Production of the tumor antigens is the second step in the process. Manufacturing considerations at this stage of the process
include whether the cells: 1) express the TAA of interest, 2) yield enough TAA to manufacture vaccine, 3) can be used to make
a desired stable transformed line, and 4) can be grown under acceptable cGMP cell culture conditions. The cell culture growth
conditions must be set in regard to the type of culture vessel to be used (e.g., flasks, "cell factories," closed bags, or
roller bottles), whether the cells can be adapted to serum-free media or whether traceable animal products are required in
the growth media, and the qualification of the manufacturing site for expanding the tumor cell lines and preparing the TAAs.
Manufacturing facility qualification is less of an issue for allogeneic tumor cell lines than for autologous tumor cells,
since allogeneic tumor cell banks can be established and a single cGMP manufacturing site can be qualified for production
of TAAs to meet commercial demand. In contrast, the use of autologous tumor cells presents several unique problems in maintaining
manufacturing control and product consistency. Since the tumor cells are obtained from individual patients, the first decision
is whether to prepare the TAAs at the collection site under a qualified procedure or to ship the cells to a central location
where the TAAs can be prepared in a validated cGMP manufacturing facility. Regardless of where the vaccine is manufactured,
establishing product consistency between TAA products will be difficult when using unique autologous tumor cell isolates.

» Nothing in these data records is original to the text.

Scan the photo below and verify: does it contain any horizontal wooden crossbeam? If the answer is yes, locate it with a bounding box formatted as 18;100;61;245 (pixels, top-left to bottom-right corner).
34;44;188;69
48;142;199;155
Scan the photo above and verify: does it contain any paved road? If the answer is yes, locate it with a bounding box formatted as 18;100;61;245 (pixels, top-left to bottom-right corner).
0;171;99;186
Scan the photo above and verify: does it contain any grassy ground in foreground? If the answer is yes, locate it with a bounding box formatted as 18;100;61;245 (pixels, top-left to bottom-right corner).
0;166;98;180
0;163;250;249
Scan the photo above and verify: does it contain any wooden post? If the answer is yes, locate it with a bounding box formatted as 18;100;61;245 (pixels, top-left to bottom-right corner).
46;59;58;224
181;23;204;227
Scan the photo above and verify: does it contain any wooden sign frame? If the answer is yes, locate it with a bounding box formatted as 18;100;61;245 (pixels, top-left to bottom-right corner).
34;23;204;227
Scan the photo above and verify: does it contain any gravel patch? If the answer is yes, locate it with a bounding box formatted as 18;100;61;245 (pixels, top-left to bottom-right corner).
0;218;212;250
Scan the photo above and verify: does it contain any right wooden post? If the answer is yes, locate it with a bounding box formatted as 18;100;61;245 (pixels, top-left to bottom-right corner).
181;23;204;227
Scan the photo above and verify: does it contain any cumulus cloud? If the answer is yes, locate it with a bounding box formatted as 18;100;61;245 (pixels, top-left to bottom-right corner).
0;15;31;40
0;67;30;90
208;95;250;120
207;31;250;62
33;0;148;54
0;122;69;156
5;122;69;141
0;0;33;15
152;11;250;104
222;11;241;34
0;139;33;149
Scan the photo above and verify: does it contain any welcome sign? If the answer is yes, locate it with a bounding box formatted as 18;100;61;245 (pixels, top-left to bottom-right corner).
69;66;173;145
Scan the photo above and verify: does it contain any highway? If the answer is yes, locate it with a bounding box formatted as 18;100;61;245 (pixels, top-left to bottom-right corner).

The final step in the process is QC release of the formulated and filled TAA vaccine product for patient use or drug substance
for loading into DC. The following issues should be considered at this step. First, cells maintained in culture for extended
periods can become contaminated with mycoplasma, thus, precautions and testing are required to ensure the TAAs are free of
mycoplasma. Second, when killed tumor cells are used as the vaccine, the process should be validated to ensure that the tumor
cells are not capable of progressive growth in vivo. Third, a decision is needed as to whether dosing will be based on TAA amount or cell number. Finally, TAA lysate and killed
tumor cells can be filled into vials and frozen for storage prior to injection, assuming that stability-indicating assays
are in place and that the desired stability can be established for the product.
DC Vaccines
The initial steps in the manufacture of a DC vaccine involve enrichment of the precursor cells from the patient's apheresis
blood product. Once isolated, the DC precursor cells are placed in cell culture with the appropriate mixture of cytokines
and loaded with TAAs. Upon completion of the cell culture step, the DC are harvested, formulated, and filled for injection
into the patient. The vaccine can be given to the patient as either freshly prepared DC or from a batch of frozen DC.
Since the DC are derived from the patient, processed ex vivo, and formulated for injection, the same issues outlined above for the use of autologous tumor cells for the manufacture of
TAAs apply here to the preparation of autologous DC vaccines. These include: how to qualify a cGMP facility(ies) to manufacture
vaccines with cells collected at various locations; how to validate manufacturing controls for a vaccine product based on
unique blood cell populations; and how to establish vaccine consistency for a product derived from individual patients. Whether
the DC vaccine needs to be made fresh or can be frozen requires considerable characterization of the product and correlation
with clinical efficacy data.
Quality Control and Release Testing
Cancer vaccines, whether TAA- or DC- based, must be released to the same criteria as those required for other pharmaceuticals,
i.e., sterility, identity, purity, and potency. Sterility testing must establish that these products are negative for gram
and Hoechst stains, and there is no outgrowth of mycoplasma and bacteria at 14 days and fungus at 30 days. Since expediency
is key to the treatment of cancer patients, initial vaccine dosing may begin before sterility testing is completed. In those
instances, the vaccine may be released with a minimum amount of sterility testing completed, usually a gram stain, Hoechst
stain, and PCR testing for mycoplasma. The patient must be monitored for symptoms of infectious diseases and appropriate treatment
initiated if necessary. Therefore, validating a sterile process early in the development of these products is advisable.